[C2hs] new release?

Mon May 14 11:58:30 EDT 2007

Hi Manuel,

We could probably do a new release soonish. The main thing is testing.
Two of the c2hs/tests/ are not working.

In test/Calls.chs there's a slightly weird issue with C/Haskell name
aliases. 

In the .chs file we've got:
{#call fun MyString as myString#}

but it generates:
foreign import ccall safe "calls.h MyString"
  MyString :: (Ptr CChar)

when it obviously should be:
foreign import ccall safe "calls.h MyString"
  myString :: (Ptr CChar)

It seems to me the wrong thing is happening when we parse the .chs file,
we call (normAP apath oalias) which returns Nothing in this case:

normAP :: CHSAPath -> Maybe Ident -> Maybe Ident
normAP ide Nothing                                = Nothing
normAP ide (Just ide') | apathToIdent ide == ide' = Nothing
		       | otherwise                = Just ide'

and:

apathToIdent (CHSRoot ide) =
    let lowerFirst (c:cs) = toLower c : cs
    in onlyPosIdent (posOf ide) (lowerFirst $ identToLexeme ide)

For reasons I don't quite understand, it's comparing case insensitively
on the first char and then because they appear to be equal it drops the
alias and then end up using the original C name which was not a valid
Haskell identifier.

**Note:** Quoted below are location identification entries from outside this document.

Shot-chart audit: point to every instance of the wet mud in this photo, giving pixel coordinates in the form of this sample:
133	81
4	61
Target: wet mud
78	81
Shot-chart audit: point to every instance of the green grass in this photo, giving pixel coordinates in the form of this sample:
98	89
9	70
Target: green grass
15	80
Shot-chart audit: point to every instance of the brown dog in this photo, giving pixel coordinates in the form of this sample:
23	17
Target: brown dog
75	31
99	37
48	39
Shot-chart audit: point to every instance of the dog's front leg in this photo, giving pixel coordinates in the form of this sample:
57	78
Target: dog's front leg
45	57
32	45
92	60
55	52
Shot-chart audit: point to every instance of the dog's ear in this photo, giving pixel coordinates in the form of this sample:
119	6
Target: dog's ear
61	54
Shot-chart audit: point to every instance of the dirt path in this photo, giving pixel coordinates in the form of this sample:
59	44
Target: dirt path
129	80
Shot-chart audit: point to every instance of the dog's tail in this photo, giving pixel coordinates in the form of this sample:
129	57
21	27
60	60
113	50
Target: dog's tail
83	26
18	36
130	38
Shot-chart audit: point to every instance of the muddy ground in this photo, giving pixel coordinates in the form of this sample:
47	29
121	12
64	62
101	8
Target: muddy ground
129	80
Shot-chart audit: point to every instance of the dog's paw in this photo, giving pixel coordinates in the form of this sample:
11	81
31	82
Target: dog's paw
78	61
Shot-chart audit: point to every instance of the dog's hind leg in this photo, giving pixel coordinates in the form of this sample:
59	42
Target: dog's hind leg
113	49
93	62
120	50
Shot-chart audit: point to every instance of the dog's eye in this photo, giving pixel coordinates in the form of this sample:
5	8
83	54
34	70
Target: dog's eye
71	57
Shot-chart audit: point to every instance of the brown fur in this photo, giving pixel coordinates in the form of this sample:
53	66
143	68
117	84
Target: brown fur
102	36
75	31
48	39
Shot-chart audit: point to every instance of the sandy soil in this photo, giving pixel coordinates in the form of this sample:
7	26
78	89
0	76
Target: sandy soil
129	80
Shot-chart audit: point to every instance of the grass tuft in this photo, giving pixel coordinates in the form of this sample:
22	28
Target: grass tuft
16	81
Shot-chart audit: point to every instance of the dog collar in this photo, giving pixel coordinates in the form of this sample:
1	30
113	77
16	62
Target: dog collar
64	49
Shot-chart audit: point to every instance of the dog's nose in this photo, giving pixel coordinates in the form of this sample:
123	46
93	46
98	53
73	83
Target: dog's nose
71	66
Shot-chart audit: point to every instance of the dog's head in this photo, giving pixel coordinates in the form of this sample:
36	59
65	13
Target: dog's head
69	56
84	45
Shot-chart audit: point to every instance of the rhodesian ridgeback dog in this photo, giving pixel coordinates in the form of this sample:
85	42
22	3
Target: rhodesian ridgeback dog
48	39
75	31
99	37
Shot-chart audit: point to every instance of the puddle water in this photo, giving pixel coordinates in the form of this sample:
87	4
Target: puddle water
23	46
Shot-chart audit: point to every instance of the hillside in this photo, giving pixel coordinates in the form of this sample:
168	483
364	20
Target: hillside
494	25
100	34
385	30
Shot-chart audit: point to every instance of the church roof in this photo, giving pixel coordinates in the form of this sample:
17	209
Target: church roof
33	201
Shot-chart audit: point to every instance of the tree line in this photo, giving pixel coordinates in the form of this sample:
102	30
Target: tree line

I've not looked at this code carefully enough to
understand what's supposed to be happening.

The structs test also fails, though I've not investigated why yet:

c2hs structs.h Structs.chs
c2hs: Errors during expansion of binding hooks:

Structs.chs:32: (column 60) [ERROR] 
  >>> Expected a pointer object!
  Attempt to dereference a non-pointer object or to use it in a
`pointer' hook.

The failing line is:

 val4  <- liftM cIntConv $ {#get weird->nested.pnt->y#} weird

and the C types were:

typedef struct _point *point;

struct _point {
  int x, y;
};

typedef struct {
  bool b;
  int  x;
  struct {
    int   y, z;
    point pnt;
  } nested;
} *weird;

Presumably the problem is with the nested.pnt part.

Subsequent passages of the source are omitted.